Neuroscientists find how the brain represents distinct memories of similar events

Neuroscientists have found new evidence on how distinct memories of similar events are represented in the brain.

Its findings, which appear in the journal Neuron, correct a previous misconception of how such memories are stored in the hippocampus--a part of the brain crucial for memory and understanding space.

"Previous research suggested that brain cells were 're-mapped' in making distinctions between memories of similar and distinct experiences," says André Fenton, a professor in New York University's Center for Neural Science and the senior author of the paper. "However, it's clear from our results that neuron activity is, in fact, synchronous--like a flock of starlings that takes on different formations while still maintaining cohesion as a flock.

"These new findings provide strong evidence in favor of a fresh, dynamic conceptualization of how neurons signal information."

The study was co-authored with Milenna Tamara van Dijk, a doctoral student at NYU's Langone Medical Center, working in the Center for Neural Science. It may be downloaded here.
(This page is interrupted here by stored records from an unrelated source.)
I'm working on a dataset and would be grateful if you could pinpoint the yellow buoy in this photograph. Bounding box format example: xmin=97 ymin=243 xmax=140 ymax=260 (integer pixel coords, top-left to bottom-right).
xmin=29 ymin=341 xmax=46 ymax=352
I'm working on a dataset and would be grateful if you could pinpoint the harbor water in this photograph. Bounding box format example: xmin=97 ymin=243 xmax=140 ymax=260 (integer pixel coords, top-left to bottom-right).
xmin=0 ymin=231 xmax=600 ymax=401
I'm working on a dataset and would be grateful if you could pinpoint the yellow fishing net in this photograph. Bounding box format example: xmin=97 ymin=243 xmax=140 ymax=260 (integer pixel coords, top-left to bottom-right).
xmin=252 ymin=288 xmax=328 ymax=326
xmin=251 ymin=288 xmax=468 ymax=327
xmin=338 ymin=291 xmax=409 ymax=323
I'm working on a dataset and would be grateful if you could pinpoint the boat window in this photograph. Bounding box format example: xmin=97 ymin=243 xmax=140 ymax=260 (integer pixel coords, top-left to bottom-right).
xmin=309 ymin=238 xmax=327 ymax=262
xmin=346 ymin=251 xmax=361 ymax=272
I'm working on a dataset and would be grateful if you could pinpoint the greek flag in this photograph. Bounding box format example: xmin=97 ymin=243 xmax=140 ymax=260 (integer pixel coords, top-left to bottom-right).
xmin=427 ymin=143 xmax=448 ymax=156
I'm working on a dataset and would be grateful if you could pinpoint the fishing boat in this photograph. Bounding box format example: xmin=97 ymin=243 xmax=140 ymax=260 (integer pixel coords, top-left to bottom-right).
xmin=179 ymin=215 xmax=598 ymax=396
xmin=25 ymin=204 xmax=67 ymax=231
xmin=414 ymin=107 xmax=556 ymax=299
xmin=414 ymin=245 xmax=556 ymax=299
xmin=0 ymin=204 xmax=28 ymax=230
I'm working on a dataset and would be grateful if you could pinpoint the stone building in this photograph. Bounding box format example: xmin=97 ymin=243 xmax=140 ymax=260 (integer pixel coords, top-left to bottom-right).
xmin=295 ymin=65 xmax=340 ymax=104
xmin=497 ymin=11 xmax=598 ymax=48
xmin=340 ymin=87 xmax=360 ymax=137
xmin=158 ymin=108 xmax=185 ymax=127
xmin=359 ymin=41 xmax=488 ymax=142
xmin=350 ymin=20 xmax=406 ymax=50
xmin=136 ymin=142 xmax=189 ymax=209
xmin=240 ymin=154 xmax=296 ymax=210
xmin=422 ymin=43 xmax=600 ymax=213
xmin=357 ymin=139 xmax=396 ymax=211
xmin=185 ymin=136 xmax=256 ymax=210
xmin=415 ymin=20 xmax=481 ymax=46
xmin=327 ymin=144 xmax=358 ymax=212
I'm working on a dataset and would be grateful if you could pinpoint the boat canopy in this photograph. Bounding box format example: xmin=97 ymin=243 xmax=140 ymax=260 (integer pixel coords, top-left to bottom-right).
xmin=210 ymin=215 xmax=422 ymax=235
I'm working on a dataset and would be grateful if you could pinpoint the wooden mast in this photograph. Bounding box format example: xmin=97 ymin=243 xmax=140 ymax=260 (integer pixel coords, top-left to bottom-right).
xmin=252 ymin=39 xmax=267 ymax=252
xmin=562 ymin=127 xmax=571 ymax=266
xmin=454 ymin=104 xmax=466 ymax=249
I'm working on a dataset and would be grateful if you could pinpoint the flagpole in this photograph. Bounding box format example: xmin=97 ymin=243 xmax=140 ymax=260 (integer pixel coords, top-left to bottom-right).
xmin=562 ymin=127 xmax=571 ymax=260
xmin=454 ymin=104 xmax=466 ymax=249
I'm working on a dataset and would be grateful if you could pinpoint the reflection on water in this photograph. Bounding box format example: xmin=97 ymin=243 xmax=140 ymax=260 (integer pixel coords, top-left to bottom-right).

It's been established that the electrical discharge of hippocampus cells signals places; each "place cell" contributes to a neural map-like representation of space by discharging only when we are in discrete parts of an environment called the cell's "place field." As we move from place to place through a space, one set of discharging place cells ceases to fire while another set starts to discharge and then ceases as we move away while the next set discharges, and so on to trace out the real-world path in neural activity such that the same particular sets of place cells are active whenever we return to the same places. Scientists John O'Keefe, May-Britt Moser, and Edvard Moser were awarded the 2014 Nobel Prize in Physiology or Medicine for their discovery of these and related cells.

While place fields have aided neuroscientists' understanding of how the brain represents memories and information, a specific question remains unanswered: how do brains learn and discriminate between similar and distinct experiences of similar things?

For instance, consider a commonplace experience such as parking your car in a familiar garage on different days of the week. Sometimes you remember parking in the same parking spot and other times you remember parking in different parking spots. How does the hippocampus discriminate between multiple memories, storing some as the same and others as different?

The prevailing view is that distinct memories are signaled by distinctive neural activity in a part of the hippocampus, dentate gyrus. Prior work has shown that a given set of dentate gyrus place cells readily change the relative locations of their firing fields in different environments, so if the fields of two cells overlapped in one environment, they would probably not overlap in the other, and vice versa. This "remapping" is assumed to underlie distinctive memories. However, dentate place cell remapping was never tested during a rigorous memory discrimination task.

In the Neuron study, the researchers explored this dynamic through a series of memory tests using mice.

Their results showed that, in fact, dentate place cells did not remap; their place fields were constant. Moreover, instead of remapping, memory discrimination was controlled by increases in the co-firing of dentate place cells and the neurons that organize which place cells discharge synchronously and asynchronously.

In other words, the firing of dentate place cells occurs globally, but are timed in different ways in order to express distinctive memories--instead of changing where cells fire overall.

"Different flock patterns occur when just a small number of starlings change course, with each starling maintaining strongly correlated movements with its nearest neighbors," explains Fenton, who also holds appointments at the Neuroscience Institute at NYU Langone Medical Center and SUNY Downstate. "Similarly, differences in the timing of the co-firing of neurons can signal differences in memory formation--all within a globally maintained spatial tuning and correlation structure."